Our sampling strategy for identifying interviewees is a potential limitation of this study given that many of our interviewees were drawn from Minnesota’s largest metropolitan areas, potentially decreasing the viewpoints of residents of more rural parts of the state. However, we worked in conjunction with the Minnesota Department of Health to identify areas of lower vaccine uptake within Minnesota and did specific outreach in those counties of the state found to have HPV vaccine uptake rates that were below the statewide average. An additional limitation of our study was its small number of interviewees, which could reduce the perceived number of factors identified in our study as being significant to a larger group of clinicians or stakeholders (e.g., vaccine perception among specific population subgroups). However, our sampling methods allowed for outreach to interviewees over a broad geographic area within Minnesota, resulting in capture of a diverse breadth of attitudes around HPV vaccination. This can help us to build upon prior studies on this topic in Minnesota that utilized a narrower scope of recruitment [15, 16]. The results will allow for the design of more targeted qualitative and quantitative studies to evaluate factors that may be more pertinent to our state, such as the effect of including HPV vaccination as a community measure.

Conclusion

In conclusion, clinicians and stakeholders working within Minnesota highlighted consistent messages expressed by patients and their family members that were often grounded in a lack of knowledge about the HPV vaccine or misinformation. These factors could contribute to hesitancy to receive the HPV vaccine and account for issues with increasing HPV vaccine uptake to the Healthy People 2020 target of 80% completion of the vaccine series among adolescents.

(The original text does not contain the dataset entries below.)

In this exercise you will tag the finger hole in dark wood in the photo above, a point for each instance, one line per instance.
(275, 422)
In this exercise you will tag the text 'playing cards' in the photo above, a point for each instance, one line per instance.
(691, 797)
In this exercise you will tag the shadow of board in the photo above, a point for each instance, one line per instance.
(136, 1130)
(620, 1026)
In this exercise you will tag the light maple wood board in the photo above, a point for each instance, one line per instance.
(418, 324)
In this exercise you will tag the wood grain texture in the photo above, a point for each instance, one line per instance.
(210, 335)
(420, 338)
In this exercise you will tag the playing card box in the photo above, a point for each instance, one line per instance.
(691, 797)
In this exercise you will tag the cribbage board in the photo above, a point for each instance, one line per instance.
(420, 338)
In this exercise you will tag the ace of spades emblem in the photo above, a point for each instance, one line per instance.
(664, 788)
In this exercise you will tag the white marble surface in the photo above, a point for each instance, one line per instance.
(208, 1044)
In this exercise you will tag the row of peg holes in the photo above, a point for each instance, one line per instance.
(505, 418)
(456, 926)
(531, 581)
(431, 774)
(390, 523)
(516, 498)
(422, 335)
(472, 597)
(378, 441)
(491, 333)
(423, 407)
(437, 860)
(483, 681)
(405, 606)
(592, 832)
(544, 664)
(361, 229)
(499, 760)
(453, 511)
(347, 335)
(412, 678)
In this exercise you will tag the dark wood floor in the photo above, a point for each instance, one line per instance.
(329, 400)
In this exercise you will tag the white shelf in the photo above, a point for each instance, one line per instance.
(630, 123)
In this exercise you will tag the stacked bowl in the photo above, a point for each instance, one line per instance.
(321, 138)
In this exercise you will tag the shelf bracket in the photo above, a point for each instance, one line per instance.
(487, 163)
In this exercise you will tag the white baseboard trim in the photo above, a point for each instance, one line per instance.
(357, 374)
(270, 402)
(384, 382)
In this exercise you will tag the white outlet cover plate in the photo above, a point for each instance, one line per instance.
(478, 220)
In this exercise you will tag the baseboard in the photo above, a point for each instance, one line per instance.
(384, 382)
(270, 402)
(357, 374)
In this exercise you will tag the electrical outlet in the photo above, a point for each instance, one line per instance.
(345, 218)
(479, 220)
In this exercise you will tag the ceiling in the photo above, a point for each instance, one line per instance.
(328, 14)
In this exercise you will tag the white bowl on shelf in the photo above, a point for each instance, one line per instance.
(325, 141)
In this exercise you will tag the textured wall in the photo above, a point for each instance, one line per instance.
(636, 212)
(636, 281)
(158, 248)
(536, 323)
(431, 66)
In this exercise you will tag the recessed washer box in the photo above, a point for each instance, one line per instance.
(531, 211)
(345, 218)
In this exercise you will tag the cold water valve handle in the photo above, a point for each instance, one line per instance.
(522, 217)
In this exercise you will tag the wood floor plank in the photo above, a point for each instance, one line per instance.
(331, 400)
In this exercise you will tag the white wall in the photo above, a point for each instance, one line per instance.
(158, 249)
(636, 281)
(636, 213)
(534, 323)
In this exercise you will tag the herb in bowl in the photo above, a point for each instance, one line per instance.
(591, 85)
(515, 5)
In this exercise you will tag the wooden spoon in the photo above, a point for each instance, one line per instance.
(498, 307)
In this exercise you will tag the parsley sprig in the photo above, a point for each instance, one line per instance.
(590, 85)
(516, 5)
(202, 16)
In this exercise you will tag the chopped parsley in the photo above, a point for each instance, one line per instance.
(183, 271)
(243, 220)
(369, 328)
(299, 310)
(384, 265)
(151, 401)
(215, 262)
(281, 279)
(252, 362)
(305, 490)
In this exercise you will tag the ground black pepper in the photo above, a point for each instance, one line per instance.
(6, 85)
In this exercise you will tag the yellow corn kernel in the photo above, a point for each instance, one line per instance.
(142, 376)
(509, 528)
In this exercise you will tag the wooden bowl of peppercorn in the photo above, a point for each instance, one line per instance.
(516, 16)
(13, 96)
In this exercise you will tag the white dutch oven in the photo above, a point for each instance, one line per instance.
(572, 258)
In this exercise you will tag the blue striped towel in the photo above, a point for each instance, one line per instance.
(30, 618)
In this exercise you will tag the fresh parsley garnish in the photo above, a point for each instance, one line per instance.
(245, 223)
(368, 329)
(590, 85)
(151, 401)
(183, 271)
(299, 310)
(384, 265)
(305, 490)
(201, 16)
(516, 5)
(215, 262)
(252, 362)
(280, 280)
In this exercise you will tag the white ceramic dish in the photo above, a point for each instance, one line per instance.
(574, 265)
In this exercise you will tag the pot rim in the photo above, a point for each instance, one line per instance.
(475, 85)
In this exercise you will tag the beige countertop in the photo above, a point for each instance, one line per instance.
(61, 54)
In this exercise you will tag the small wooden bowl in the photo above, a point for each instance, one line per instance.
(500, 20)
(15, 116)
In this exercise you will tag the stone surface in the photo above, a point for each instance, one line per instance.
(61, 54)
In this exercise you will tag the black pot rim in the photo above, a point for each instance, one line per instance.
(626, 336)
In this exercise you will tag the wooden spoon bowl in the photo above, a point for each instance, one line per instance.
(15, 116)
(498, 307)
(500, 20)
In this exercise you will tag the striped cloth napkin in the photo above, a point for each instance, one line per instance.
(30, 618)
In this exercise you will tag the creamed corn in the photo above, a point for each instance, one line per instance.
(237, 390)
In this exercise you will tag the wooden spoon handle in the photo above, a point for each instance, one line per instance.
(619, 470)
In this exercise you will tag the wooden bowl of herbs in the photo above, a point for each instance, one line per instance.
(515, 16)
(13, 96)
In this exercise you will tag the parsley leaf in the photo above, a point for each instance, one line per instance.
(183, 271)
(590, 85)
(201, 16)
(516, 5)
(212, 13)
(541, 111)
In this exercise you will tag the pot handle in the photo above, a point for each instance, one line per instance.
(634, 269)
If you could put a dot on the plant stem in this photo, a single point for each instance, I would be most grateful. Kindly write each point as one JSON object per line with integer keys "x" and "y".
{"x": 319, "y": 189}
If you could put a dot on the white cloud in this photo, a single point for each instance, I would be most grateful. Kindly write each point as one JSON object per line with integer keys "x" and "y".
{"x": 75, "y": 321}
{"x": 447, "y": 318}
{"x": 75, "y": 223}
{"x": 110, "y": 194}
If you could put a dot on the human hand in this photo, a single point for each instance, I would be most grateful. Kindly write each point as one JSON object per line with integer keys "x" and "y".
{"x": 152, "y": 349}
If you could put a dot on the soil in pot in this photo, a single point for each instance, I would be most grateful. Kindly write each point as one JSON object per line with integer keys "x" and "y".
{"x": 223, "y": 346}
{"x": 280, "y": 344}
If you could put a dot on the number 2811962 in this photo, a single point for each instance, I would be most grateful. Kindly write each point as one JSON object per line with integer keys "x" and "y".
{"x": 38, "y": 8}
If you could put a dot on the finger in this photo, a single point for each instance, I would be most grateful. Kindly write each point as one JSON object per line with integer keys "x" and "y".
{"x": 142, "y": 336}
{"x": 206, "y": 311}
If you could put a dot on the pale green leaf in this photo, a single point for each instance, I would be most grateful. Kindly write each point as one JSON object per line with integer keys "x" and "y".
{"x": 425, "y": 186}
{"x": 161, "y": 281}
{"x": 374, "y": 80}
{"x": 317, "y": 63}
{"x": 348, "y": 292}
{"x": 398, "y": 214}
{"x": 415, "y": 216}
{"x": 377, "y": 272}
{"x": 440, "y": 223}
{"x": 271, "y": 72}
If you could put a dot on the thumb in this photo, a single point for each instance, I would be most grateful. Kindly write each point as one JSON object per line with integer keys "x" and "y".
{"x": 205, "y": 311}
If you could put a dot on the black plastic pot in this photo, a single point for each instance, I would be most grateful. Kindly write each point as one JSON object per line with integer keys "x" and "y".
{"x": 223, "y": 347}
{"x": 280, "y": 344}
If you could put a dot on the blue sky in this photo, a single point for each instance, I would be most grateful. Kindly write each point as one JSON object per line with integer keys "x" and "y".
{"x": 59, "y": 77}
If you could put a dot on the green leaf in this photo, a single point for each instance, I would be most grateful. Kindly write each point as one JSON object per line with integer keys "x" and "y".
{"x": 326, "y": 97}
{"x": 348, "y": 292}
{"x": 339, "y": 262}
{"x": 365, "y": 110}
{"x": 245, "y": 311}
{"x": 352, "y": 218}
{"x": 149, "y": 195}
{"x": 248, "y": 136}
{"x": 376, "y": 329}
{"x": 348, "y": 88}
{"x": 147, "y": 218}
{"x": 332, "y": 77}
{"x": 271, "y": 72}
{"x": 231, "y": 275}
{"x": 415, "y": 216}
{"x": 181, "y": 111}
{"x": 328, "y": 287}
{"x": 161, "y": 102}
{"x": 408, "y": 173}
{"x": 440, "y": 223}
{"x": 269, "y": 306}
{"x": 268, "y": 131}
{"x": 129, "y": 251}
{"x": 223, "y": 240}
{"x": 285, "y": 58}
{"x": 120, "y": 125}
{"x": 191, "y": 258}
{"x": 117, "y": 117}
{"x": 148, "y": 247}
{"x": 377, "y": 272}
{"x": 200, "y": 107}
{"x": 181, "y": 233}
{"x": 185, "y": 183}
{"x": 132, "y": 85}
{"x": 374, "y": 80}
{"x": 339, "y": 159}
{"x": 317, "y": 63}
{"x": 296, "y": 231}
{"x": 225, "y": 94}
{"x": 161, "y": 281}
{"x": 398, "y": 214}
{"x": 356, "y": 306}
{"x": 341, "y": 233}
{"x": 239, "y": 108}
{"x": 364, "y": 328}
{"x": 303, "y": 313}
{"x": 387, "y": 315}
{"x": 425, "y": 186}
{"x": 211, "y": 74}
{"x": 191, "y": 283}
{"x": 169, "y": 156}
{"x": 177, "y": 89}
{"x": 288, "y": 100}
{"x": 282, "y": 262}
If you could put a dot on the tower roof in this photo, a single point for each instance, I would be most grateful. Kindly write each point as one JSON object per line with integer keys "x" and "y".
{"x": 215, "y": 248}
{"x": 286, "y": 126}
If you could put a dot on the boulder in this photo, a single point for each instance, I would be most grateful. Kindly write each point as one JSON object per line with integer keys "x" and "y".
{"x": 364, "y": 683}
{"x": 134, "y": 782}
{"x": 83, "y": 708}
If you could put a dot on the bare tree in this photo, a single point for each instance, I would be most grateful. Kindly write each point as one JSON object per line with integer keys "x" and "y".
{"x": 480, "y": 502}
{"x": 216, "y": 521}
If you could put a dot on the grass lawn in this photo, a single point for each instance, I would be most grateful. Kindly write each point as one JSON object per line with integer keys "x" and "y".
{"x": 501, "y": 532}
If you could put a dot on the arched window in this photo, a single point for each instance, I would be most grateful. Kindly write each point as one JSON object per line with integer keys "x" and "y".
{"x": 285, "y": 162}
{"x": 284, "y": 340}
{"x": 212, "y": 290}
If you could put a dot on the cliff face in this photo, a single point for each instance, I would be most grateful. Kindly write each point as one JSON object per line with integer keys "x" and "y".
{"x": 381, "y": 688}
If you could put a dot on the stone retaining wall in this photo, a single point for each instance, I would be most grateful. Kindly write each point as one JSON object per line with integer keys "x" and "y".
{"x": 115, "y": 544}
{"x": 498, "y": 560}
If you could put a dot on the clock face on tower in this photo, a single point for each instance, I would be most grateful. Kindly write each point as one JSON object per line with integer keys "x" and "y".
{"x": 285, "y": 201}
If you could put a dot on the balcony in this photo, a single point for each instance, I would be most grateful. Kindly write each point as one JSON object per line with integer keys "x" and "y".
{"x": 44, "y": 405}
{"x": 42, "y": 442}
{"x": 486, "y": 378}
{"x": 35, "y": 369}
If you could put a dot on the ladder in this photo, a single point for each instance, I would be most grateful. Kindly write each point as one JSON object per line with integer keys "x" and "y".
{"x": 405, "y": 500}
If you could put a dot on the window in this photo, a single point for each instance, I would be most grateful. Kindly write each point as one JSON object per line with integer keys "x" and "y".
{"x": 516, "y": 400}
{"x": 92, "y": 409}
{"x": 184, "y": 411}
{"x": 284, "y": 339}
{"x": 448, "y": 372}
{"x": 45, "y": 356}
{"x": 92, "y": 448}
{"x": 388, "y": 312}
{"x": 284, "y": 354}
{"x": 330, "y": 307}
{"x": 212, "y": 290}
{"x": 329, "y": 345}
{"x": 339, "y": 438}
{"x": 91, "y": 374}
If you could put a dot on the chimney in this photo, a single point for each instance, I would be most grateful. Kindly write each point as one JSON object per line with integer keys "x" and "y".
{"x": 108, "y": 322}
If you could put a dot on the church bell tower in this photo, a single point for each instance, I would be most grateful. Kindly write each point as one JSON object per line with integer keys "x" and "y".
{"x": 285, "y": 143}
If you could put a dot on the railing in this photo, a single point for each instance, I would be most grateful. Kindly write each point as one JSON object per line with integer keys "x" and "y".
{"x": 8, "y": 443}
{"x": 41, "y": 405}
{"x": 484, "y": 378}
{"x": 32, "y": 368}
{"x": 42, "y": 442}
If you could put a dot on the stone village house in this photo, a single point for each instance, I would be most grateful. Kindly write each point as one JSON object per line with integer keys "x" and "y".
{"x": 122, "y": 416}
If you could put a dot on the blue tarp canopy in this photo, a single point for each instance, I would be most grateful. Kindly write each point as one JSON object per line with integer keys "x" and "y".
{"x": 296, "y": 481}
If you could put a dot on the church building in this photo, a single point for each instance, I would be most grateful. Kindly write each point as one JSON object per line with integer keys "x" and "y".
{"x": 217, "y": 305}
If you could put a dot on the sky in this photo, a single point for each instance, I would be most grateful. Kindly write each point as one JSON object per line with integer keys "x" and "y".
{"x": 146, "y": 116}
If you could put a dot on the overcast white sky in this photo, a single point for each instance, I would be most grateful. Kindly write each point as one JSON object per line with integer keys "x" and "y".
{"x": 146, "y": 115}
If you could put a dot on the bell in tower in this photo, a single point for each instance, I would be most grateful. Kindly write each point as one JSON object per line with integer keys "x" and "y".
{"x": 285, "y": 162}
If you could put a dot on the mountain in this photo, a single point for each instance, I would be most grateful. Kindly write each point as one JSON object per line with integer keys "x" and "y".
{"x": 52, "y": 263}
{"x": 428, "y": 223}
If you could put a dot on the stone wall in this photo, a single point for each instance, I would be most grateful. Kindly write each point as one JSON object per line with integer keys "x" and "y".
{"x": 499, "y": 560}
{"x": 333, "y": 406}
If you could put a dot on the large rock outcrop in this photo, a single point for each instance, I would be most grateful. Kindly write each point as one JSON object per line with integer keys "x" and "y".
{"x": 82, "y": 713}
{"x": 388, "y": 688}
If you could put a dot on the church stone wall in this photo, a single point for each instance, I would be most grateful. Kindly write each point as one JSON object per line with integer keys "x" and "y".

Messaging methods to counter misinformation were also described as were techniques involving quality improvement projects being implemented in some clinics as previously described. These included providing a strong provider recommendation to receive the HPV vaccine, focusing on cancer prevention benefits of the vaccine, normalizing the vaccine as part of a standard set of immunizations, leveraging clinic workflow and EMR systems, using social media campaigns to promote awareness and factual information about the vaccine, and utilizing novel strategies such as financial incentives to promote vaccine uptake. The information gleaned from this study will be informative for designing clinical interventions at a larger scale to help increase HPV vaccine uptake. While this study was conducted within Minnesota, the lessons learned can be applied more generally to other communities outside the state.